The announcement of his resignation drew immediate celebration in San Juan as protesters burst into cheers and lighted fireworks over the capital.
BREAKING: It is official. @ricardorossello will resign effective August 2. Protesters light fireworks, erupt in euphoric cheer. Here is the moment they find out their cries, fraught as they are, have been heard. That Ricky has resigned. #rickyrenuncia #PuertoRico pic.twitter.com/y3FYBidOGa
— Nick Brown (@NickPBrown) July 25, 2019
The people of Puerto Rico have endured so much—disaster and tragedy, economic crisis, government corruption, generations of disrespect. I'm inspired by my fellow U.S. citizens and their movement to hold their government accountable. https://t.co/ifDuPOwfjV
— Elizabeth Warren (@ewarren) July 25, 2019
— Latino Rebels (@latinorebels) July 25, 2019
“Honored to be part of a country where people are fearless and take to the streets in a true act of hope and dignity,” Carmin Yulín Cruz, the mayor of San Juan, wrote on Twitter. “This has just begun. VIVA PUERTO RICO.”
Earlier this week, hundreds of thousands of people marched through the streets of San Juan, the U.S. territory’s capital, shutting down major thoroughfares in one of the largest protests ever seen on the island.
The demonstrations were largely centered on the publication of nearly 900 pages of messages from a private group chat among Rosselló and his close aides, a scandal dubbed “Chatgate.” Many of the messages were highly offensive. The men insulted women, people with disabilities and victims of 2017’s devastating Hurricane Maria.
But the outrage also fed into widespread frustration with Rosselló’s leadership. Puerto Ricans have long voiced discontent with the languishing recovery efforts after Maria and a long-lasting economic crisis that has harshly affected everyday citizens. At the same time, several members of Rosselló’s administration have been arrested in recent weeks by federal officials as part of a sprawling corruption investigation.

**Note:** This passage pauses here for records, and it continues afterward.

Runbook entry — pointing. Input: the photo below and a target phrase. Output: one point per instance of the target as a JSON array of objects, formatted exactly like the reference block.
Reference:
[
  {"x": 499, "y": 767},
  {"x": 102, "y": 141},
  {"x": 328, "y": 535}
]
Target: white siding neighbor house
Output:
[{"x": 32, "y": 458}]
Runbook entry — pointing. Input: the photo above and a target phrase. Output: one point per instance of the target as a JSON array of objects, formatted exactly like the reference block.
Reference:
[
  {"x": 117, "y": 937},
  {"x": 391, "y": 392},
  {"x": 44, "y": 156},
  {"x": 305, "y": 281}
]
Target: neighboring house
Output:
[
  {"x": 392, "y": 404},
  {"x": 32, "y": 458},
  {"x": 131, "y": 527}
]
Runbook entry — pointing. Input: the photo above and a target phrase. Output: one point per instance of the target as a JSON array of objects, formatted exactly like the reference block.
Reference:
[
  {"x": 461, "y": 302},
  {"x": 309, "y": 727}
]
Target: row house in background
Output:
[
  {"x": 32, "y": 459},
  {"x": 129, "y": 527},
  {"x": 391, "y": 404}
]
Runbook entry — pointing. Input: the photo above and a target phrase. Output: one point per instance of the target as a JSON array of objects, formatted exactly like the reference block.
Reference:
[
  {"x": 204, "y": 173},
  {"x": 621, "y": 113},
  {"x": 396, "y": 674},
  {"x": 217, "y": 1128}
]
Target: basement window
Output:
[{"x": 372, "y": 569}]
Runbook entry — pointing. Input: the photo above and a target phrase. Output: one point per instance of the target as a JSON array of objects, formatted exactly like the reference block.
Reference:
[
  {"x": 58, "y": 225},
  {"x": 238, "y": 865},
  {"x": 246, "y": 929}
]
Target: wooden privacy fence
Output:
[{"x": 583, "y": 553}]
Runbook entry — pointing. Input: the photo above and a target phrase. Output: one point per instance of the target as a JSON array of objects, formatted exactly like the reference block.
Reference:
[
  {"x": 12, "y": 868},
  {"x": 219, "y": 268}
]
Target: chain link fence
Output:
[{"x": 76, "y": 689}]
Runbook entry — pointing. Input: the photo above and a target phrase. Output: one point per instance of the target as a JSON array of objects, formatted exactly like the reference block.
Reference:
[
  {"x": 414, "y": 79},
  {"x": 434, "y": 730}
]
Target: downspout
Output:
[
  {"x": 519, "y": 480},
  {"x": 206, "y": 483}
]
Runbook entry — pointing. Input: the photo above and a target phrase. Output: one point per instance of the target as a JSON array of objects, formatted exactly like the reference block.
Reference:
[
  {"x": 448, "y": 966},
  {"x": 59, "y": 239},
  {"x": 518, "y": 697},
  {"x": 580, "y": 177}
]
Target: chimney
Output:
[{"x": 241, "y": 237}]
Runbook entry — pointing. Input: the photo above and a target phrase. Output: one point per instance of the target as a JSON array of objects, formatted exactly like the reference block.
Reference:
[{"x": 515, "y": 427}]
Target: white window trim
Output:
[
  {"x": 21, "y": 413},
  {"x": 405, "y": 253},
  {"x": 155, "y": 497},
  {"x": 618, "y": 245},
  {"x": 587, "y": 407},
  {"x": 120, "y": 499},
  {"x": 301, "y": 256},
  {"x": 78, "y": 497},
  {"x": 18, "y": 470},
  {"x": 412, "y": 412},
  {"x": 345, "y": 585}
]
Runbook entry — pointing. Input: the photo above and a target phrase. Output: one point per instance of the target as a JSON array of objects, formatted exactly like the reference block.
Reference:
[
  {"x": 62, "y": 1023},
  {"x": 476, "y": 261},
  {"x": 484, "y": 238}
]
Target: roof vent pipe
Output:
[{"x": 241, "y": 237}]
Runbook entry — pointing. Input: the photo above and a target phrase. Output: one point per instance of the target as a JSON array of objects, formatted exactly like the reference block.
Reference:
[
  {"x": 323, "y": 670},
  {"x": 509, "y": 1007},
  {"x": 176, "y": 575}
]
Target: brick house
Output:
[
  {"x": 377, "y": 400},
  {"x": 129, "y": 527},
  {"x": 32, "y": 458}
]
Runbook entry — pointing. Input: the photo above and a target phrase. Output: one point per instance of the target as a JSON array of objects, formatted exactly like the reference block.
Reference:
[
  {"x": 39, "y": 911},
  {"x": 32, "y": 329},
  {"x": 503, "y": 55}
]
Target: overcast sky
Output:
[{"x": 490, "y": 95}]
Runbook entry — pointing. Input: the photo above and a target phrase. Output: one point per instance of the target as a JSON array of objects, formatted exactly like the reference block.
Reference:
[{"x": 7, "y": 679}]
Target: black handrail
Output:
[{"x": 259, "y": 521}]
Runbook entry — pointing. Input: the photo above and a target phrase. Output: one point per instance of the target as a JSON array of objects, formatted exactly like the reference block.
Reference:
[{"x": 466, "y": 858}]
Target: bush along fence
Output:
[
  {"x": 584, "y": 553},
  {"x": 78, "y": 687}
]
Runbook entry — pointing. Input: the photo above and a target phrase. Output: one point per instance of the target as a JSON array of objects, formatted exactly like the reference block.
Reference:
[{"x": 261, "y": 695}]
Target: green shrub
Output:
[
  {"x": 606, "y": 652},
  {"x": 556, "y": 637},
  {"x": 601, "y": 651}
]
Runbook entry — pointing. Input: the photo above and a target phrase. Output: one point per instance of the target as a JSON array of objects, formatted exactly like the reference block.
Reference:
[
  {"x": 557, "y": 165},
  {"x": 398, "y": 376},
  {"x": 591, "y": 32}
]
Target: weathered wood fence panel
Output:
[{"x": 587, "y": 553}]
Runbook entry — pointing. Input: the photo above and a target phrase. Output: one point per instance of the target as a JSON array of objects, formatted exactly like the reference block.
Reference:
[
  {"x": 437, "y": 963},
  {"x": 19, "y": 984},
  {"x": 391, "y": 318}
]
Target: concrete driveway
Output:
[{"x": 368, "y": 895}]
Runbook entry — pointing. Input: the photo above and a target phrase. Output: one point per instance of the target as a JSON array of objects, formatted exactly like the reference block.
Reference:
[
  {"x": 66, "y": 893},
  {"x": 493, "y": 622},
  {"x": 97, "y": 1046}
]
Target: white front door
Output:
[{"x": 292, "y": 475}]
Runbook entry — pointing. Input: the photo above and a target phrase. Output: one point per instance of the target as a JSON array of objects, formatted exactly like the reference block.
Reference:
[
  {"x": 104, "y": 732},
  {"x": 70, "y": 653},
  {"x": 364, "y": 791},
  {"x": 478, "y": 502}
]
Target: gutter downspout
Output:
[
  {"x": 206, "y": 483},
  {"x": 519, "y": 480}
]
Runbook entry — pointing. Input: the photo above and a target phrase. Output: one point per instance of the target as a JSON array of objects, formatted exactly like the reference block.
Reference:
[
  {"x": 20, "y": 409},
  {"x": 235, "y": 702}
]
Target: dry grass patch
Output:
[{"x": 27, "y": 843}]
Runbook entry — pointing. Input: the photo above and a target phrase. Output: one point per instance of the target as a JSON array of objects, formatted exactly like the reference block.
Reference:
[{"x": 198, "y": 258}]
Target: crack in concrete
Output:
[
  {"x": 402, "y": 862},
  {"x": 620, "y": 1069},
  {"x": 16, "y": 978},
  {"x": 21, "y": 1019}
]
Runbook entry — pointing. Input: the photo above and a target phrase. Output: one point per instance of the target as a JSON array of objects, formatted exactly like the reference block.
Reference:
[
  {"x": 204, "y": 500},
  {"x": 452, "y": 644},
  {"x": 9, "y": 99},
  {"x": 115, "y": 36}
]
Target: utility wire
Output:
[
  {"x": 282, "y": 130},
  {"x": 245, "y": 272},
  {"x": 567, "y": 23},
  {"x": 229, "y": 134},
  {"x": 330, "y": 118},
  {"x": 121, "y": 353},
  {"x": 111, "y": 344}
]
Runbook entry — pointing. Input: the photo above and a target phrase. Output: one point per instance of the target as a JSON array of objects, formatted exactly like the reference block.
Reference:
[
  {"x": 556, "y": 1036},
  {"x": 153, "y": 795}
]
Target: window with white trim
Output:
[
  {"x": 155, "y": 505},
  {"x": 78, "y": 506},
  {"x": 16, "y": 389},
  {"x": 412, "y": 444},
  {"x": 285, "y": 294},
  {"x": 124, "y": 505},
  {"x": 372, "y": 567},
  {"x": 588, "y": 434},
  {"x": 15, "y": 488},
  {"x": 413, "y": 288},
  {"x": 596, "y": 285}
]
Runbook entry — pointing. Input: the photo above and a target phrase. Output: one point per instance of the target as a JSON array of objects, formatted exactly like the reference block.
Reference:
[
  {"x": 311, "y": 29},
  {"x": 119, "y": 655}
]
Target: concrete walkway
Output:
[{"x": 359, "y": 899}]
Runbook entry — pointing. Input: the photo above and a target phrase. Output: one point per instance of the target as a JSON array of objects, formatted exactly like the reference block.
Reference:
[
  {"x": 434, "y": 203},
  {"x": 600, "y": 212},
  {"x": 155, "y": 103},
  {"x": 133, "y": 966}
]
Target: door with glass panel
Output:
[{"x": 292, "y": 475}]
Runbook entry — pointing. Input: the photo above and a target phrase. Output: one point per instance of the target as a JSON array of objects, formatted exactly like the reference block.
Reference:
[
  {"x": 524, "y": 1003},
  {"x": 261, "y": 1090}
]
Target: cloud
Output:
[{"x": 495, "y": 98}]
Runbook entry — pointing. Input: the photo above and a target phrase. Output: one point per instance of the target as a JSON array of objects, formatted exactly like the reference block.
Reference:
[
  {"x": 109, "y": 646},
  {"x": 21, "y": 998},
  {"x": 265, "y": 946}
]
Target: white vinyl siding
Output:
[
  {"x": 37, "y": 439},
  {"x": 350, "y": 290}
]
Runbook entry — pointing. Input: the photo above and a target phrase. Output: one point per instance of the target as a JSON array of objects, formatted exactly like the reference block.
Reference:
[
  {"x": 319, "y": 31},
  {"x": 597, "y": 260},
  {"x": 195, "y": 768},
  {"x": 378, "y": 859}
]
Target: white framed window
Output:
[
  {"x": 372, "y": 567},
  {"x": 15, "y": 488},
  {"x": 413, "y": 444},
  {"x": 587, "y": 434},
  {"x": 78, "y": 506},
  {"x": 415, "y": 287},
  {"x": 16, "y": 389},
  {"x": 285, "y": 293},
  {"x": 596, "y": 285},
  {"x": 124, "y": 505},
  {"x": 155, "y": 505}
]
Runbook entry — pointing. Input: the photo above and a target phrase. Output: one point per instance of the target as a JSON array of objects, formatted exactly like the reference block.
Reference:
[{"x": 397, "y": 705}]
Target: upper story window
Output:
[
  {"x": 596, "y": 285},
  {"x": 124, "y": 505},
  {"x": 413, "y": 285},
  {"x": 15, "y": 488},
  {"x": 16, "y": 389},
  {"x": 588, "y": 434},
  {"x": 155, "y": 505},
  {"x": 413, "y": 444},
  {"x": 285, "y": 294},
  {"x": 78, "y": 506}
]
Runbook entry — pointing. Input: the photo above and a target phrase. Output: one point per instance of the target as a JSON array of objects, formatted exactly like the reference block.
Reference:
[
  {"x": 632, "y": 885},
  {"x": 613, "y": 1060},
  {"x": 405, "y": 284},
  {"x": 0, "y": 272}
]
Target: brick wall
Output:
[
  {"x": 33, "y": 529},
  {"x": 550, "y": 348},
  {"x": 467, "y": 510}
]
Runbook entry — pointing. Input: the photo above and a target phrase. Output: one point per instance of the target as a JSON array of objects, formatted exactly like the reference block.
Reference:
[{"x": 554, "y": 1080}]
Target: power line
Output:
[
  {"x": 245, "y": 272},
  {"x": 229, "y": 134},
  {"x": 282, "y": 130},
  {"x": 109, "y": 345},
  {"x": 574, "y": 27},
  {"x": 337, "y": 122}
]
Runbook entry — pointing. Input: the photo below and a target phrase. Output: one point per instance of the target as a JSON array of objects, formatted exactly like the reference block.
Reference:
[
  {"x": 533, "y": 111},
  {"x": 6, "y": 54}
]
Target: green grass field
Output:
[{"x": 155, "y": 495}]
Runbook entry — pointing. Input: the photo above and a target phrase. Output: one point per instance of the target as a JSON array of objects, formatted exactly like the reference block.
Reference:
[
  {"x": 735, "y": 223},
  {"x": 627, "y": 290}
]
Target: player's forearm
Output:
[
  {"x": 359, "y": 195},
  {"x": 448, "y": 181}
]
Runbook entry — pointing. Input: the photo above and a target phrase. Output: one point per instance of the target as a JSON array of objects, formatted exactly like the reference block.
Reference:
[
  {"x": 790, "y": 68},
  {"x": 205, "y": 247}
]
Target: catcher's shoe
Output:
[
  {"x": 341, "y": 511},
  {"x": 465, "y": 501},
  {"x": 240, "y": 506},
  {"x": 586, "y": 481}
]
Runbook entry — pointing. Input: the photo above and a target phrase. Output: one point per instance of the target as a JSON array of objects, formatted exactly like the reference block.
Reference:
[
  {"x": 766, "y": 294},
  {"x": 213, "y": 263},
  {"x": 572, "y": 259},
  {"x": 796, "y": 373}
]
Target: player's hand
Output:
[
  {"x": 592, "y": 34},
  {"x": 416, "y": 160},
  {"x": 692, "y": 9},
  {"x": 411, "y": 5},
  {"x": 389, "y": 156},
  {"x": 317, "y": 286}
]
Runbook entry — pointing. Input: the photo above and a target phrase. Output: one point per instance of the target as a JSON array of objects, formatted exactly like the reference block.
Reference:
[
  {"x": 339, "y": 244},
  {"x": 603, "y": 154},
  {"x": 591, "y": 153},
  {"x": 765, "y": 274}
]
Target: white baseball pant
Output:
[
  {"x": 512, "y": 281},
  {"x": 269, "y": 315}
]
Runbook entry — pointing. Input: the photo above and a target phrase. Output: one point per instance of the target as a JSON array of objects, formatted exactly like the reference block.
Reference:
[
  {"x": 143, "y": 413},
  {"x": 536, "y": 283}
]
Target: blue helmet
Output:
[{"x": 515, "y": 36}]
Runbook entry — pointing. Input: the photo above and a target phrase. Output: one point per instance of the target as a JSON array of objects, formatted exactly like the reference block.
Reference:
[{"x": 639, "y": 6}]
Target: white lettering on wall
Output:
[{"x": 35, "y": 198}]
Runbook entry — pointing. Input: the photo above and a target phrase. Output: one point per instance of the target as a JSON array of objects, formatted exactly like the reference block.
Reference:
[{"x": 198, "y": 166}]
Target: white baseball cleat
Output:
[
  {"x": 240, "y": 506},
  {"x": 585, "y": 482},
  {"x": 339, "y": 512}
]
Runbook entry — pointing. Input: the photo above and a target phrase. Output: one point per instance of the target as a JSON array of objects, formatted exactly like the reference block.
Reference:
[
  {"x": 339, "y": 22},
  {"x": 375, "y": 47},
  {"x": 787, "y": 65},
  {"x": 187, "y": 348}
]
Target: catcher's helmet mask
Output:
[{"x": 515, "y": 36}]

Law enforcement officials also seized several cellphones this week from some of the governor’s aides, although it’s unclear what charges could stem from the chat messages.
Vazquez, Rosselló’s replacement, already faces heavy criticism. She has been the island’s secretary of justice since January 2017 but has been the subject of ethics complaints and has drawn some fierce political opposition. She has also faced calls to resign.
If she assumes the governorship as planned, she would be the territory’s second-ever female leader.
Rosselló, 40, had attempted to resist calls that he resign, saying Sunday that he planned to step down as the head of his party and not seek reelection next year.
“I’ve made mistakes, and I apologize,” Rosselló said during remarks last week. “To every Puerto Rican man and woman, I have heard you and I hear you today.”
President Donald Trump had attacked Rosselló amid the protests and the chat scandal, saying he was a “terrible governor” and calling himself the “best thing that ever happened to Puerto Rico.”
The White House has continually lambasted the cost associated with recovery efforts after Hurricane Maria, and Trump has complained that billions of dolllars in emergency funding has gone into the hands of “incompetent” and “very corrupt people.”
The president has falsely claimed that the island had gotten about $92 billion in aid, but Congress has authorized only $42.5 billion in recovery money. Much of that hasn’t yet been sent to the island.
Hurricane Maria caused an estimated $90 billion in damage, making it the third-costliest natural disaster in U.S. history, according to the federal government.
This article has been updated with statements from Rosselló.